Since 2015, gunfights with armed groups, that include many more Kashmiris like Bhat, have been increasing. At the same time, stone throwing by protesters and the security forces’ response has injured thousands. In an effort to contain the use of live ammunition, the security forces were armed with shotgun pellets, which have nonetheless caused serious injuries including permanent damage to the eyes and scores of deaths among protesters and bystanders.
Acknowledging the deteriorating situation, the government has declared a halt to security operations during the Muslim holy month of Ramzan. Prime Minister Narendra Modi visited Kashmir and called for peace. “Every stone or weapon picked up by the youth of this state is only meant to destabilize their own state,” he said. Even as separatist leaders called for a protest strike during his visit, the prime minister offered his response to the violence: “All problems, all differences have only one solution,” he said. “Development, development and development.”
While development has long been offered as a solution to conflict, there is a key difference in the present government’s approach to Kashmir.
In the past, a driving force in policy was the belief that the resolution of the crisis in a Muslim-majority state like Jammu and Kashmir was important to India’s secular identity. To achieve this, and to counter demands for a plebiscite, Indian authorities in the past arrested Kashmiri leaders, rigged elections, but also offered compromises, including a special constitutional status.
The BJP, however, ran its national election campaign on a promise of “universal development” (sab ka vikas), which is code to stop what the party considered was the unfair privileging of minority voter groups in the country, including Muslims and Dalits. In Kashmir, the BJP draws its support from Hindu majority areas, building on concerns around the persecution of Hindus who have been forcibly displaced from the valley. Many BJP supporters go further and claim that not just militants but street protesters are “terrorists” and that most Kashmiri Muslims, as well as activists or others who speak up for their human rights, are anti-India and closet Pakistan supporters. Some demand an end to Jammu & Kashmir’s constitutional status.
Some analysts blame the recent spiral in violence on the BJP’s “muscular” approach, which makes little concession to the protection of human rights. In 2016, students that protested violations were accused of sedition.
India has long failed to ensure accountability for human rights violations by its troops, but the recent crackdown has only furthered public disenchantment and anger against the security forces. In several cases, local residents have physically tried to disrupt counter-insurgency operations. Demonstrations and large public processions routinely mark funerals of slain militants. Meanwhile, more and more Kashmiris are resorting to both guns and stones.

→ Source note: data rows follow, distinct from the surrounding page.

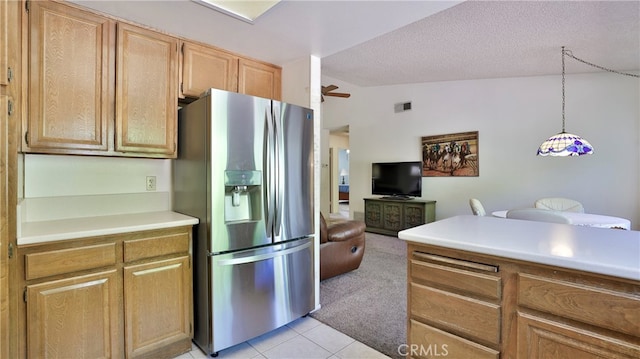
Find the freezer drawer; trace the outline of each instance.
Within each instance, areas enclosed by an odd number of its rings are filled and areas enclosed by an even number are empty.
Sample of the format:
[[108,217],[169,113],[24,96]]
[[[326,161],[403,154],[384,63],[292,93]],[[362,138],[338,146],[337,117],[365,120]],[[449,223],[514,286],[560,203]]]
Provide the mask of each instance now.
[[313,309],[313,240],[210,257],[213,353]]

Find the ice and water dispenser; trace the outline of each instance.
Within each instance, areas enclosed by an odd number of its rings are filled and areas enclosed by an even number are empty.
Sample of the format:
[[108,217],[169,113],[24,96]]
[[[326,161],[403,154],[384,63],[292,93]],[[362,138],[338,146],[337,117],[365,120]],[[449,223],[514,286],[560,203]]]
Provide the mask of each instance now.
[[259,221],[262,203],[260,171],[225,171],[225,222]]

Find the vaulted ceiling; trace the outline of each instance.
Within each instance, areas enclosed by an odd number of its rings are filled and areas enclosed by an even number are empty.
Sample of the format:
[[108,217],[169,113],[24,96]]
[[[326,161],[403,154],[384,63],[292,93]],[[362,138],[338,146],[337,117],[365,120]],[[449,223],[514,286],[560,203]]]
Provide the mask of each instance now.
[[315,55],[359,86],[559,74],[561,46],[640,70],[640,1],[282,1],[254,24],[189,0],[74,2],[278,65]]

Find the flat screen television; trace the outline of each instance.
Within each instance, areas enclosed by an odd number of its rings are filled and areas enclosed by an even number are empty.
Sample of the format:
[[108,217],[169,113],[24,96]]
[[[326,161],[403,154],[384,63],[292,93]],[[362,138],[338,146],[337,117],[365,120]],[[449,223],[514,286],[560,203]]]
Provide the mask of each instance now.
[[422,197],[422,163],[372,163],[371,194],[398,199]]

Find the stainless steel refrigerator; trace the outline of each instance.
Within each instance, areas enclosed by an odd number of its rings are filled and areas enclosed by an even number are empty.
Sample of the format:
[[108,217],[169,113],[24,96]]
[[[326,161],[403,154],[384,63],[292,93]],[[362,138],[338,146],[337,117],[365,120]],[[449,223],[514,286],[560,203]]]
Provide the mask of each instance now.
[[178,122],[173,208],[200,220],[194,342],[215,354],[314,308],[313,111],[211,89]]

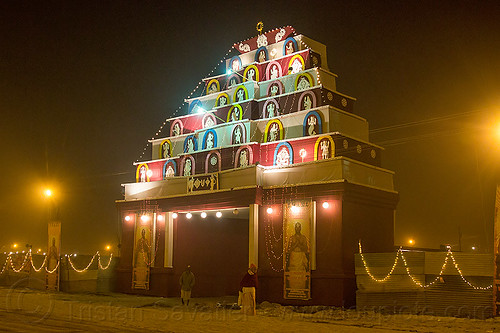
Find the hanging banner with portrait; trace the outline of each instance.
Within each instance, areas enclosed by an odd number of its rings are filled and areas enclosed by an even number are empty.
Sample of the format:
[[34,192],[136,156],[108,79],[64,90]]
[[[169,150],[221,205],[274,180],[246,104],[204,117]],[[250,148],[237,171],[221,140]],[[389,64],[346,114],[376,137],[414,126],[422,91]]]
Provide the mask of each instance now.
[[312,201],[283,205],[283,271],[285,299],[311,299]]
[[154,264],[154,215],[143,214],[135,222],[132,289],[149,289],[149,270]]
[[61,222],[49,222],[48,236],[45,288],[47,290],[59,291],[59,272],[61,271]]

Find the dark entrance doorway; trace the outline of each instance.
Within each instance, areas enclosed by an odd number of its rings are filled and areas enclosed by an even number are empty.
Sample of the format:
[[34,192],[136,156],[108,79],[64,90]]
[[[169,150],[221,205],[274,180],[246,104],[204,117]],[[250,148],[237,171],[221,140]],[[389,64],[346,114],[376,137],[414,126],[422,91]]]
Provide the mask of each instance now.
[[[248,208],[179,213],[173,265],[180,276],[187,265],[196,276],[194,297],[238,295],[248,265]],[[237,214],[235,214],[237,212]]]

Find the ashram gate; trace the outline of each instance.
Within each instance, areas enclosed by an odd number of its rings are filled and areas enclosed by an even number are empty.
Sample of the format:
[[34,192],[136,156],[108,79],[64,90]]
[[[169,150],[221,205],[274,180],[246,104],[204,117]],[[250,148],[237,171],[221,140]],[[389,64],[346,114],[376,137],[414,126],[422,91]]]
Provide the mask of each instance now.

The first step towards addressing the crisis in Kashmir is for the government to confront and ensure justice for human rights violations. This includes following up on the order of the state human rights commission to investigate unmarked graves, which many believe also contain the remains of individuals forcibly disappeared, allegedly by the security forces . Charges of extrajudicial killings and other abuses are yet to be prosecuted because of immunity provided to troops, including under the infamous Armed Forces Special Powers Act.
If soldiers and officers who abuse their authority are properly punished instead of being praised and rewarded, perhaps it will help those contemplating violence to believe in justice instead.